Estão a emergir muitas crises na Europa. A ideia de uma cimeira para discutir a Grécia horroriza as autoridades europeias.
A minha conclusão é que uma ameaça credível por parte do FMI de se recusar a participar num resgate grego poderia forçar os europeus, e os alemães em particular, a serem honestos.
Se os europeus querem continuar no seu caminho de "prorrogar e fingir", prorrogando os empréstimos e fingindo que a Grécia é solvente, que assim seja. Mas devem, pelo menos, fazê-lo com o seu próprio dinheiro. Neste caso, eles devem comprar os empréstimos do FMI do resgate a Atenas, o que significa assumir os créditos do fundo à Grécia.
A Grécia ficaria então insolvente para sempre e para sempre em recessão, mas suficientemente financiada e dentro da zona euro. Claro que a melhor solução seria o FMI ficar e começarem as negociações de redução da dívida.

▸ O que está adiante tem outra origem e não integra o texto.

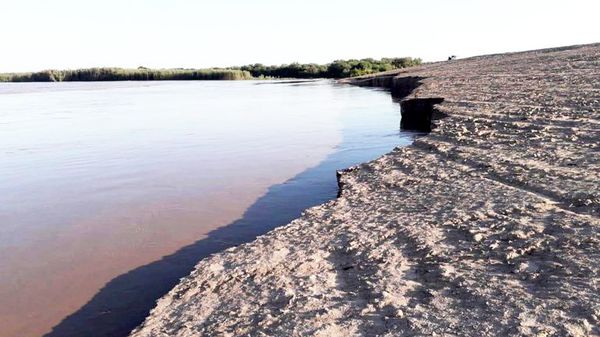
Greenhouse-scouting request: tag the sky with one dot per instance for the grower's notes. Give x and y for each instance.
(69, 34)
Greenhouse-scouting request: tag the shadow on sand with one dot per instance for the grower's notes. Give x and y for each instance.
(124, 302)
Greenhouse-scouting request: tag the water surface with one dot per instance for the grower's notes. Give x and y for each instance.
(98, 179)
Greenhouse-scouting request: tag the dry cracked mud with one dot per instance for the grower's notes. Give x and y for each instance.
(487, 226)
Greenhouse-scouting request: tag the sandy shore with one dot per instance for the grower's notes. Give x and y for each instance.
(488, 226)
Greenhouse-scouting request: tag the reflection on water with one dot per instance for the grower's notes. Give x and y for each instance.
(98, 179)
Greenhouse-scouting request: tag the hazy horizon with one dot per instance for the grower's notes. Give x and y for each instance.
(69, 34)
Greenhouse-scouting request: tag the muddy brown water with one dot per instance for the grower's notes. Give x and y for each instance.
(110, 192)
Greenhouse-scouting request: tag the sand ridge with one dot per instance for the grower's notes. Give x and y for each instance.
(488, 226)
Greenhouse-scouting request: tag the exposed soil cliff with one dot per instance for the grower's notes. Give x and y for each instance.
(488, 226)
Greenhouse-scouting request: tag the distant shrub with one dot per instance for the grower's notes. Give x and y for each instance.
(335, 69)
(120, 74)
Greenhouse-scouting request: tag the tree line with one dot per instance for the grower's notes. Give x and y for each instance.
(120, 74)
(335, 69)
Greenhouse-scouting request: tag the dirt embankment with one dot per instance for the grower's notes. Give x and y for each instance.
(488, 226)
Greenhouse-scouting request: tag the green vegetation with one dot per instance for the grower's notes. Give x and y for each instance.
(336, 69)
(119, 74)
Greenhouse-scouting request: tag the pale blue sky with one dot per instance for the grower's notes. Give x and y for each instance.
(42, 34)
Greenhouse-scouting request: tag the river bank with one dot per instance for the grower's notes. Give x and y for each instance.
(487, 226)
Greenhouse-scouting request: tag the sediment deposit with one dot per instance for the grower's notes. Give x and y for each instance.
(488, 226)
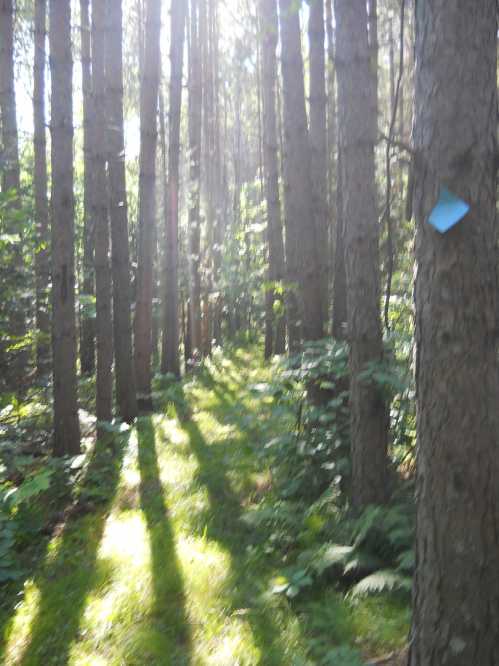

Os credores nem sequer precisam de concordar com uma margem de avaliação, uma redução formal no total da dívida em circulação. Eles poderiam aumentar os períodos de carência, prolongar os vencimentos e reduzir as taxas de juro para zero. Poderiam vincular parte da dívida ao desempenho económico grego. Quanto menor for o crescimento, maior a remissão da dívida. Ou poderiam concordar em transformar uma parte da dívida em capital. Há uma abundância de opções técnicas para restaurar a solvência orçamental do país. A combinação de alívio da dívida, uma trajetória orçamental realista e reformas económicas acabaria com a crise grega num só golpe.